A stench in the family’s rural retreat is revealed to be the rotting remains of raccoons, crawling with maggots. After attending the premiere of a stage show financed by Logan’s eldest son, Connor (Alan Ruck), Greg complains that there was “something living” in the sand. During the company’s crucial shareholding vote, Kendall arrogantly instructs his children’s babysitter to feed their pet rabbit some bagel, seemingly resulting in the creature’s death. Shiv and Tom keep their dog, Mondale, in a cage.
Logan himself is not immune to such ravages. He might be “100 feet tall,” but he’s still subject to gravity. The show’s opening scene finds him confused and disoriented, urinating on the floor of his luxurious apartment. Later in the season, he’s unable to make it to the bathroom in time and so relieves himself on the floor of Kendall’s office. During the show’s third season, he’s unable to go to the toilet by himself, and so he has to rely on Tom to physically assist him.

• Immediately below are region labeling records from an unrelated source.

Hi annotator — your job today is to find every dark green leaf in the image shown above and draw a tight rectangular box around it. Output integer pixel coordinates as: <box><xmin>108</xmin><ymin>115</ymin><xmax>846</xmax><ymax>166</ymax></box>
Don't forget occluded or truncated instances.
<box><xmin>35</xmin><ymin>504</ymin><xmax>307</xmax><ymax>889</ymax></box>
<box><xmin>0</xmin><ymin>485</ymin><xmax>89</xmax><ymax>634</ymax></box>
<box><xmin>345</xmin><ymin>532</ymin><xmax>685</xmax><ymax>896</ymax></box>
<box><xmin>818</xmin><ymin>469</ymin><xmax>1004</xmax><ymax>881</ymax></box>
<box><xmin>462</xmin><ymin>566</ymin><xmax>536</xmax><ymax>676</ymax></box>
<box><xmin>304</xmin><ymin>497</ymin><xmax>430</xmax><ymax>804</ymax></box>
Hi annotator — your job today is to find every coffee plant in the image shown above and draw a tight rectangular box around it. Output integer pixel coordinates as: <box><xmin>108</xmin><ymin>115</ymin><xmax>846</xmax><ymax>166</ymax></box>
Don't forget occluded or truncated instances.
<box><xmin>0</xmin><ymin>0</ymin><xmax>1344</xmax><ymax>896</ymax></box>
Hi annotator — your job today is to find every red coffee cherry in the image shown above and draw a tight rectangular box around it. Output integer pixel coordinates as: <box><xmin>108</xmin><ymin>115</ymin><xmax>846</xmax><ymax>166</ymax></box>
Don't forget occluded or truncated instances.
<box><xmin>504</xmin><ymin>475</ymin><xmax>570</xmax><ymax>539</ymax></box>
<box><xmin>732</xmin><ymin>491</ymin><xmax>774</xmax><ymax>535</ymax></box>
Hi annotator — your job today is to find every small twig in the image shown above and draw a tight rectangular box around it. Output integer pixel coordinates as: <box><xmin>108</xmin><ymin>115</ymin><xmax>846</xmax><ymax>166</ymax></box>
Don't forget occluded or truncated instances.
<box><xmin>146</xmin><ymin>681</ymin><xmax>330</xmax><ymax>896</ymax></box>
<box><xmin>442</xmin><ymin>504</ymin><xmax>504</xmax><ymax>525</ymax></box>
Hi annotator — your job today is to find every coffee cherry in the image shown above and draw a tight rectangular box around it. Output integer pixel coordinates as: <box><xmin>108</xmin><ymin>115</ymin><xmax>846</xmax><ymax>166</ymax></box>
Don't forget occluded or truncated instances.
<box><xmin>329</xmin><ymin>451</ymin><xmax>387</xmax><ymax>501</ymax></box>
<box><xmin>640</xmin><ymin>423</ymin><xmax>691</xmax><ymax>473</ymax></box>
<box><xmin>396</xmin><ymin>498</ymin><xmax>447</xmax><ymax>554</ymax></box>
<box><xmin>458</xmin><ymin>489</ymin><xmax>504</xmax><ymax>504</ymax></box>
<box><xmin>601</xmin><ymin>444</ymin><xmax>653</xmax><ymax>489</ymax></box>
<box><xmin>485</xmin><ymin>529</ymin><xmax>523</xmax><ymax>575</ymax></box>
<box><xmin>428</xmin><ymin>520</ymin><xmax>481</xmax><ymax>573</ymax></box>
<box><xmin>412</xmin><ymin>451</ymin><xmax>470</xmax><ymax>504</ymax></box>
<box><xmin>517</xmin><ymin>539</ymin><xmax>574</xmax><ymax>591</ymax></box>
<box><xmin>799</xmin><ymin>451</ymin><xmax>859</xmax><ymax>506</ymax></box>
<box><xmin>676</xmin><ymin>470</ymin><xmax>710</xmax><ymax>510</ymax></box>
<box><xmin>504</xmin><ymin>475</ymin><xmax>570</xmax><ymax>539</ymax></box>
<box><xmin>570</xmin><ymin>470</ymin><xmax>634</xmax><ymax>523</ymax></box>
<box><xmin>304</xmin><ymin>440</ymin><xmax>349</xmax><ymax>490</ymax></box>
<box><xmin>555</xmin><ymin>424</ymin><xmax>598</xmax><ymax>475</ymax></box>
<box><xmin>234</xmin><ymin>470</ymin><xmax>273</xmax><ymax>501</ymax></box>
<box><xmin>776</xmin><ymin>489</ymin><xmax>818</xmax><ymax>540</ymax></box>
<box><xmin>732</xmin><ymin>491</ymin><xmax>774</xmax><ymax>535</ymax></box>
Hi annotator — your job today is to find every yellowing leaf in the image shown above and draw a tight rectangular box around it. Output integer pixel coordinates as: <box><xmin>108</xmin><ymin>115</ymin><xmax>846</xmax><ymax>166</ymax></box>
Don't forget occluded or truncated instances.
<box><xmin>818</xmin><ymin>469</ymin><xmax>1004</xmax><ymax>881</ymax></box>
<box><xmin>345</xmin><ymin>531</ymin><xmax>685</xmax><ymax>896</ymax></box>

Throughout the show, there’s an emphasis on the reality that these characters cannot control their basic biological functions, illustrating the absurdity of building an entire system of economics around them. During an attempt to negotiate the acquisition of the rival Pierce Media Group, Kendall sleeps with Naomi Pierce (Annabelle Dexter-Jones) only to wake up and discover he has literally shit the bed. During his bachelor party, Tom swallows his own ejaculate, maintaining “a closed loop.”
Indeed, the show’s premiere ends with Logan having a stroke, a reminder that there are things that money can’t buy him. While Logan’s health is outside the control of the market, his struggles have very real implications. “The socio-economic health of multiple continents is dependent on his well-being,” Kendall warns the doctors in the show’s second episode. In the show’s third season, Logan’s urinary tract infection drives him mad and almost sends the company into freefall.
This is reflected even in the show’s fourth season premiere. Cut off from their father, Kendall, Shiv, and Roman are working on their own project. Shiv has separated from Tom. However, the trio spontaneously decide to abandon their plans when Shiv and Kendall discover that Tom and Naomi are sleeping together. The entire market shifts based on extremely personal grievances. Human beings are fundamentally irrational actors, and it is insanity to give them such power.
This is the beautiful irony at the heart of Succession, the understanding that capitalism is a fundamentally inhuman system that reduces its subjects to economic units, but is itself subject to the limitations of the people who control it. It makes sense, then, that Logan Roy’s assertion that this is all there is and that there’s nothing more feels like an attempt to convince himself as much as anybody else.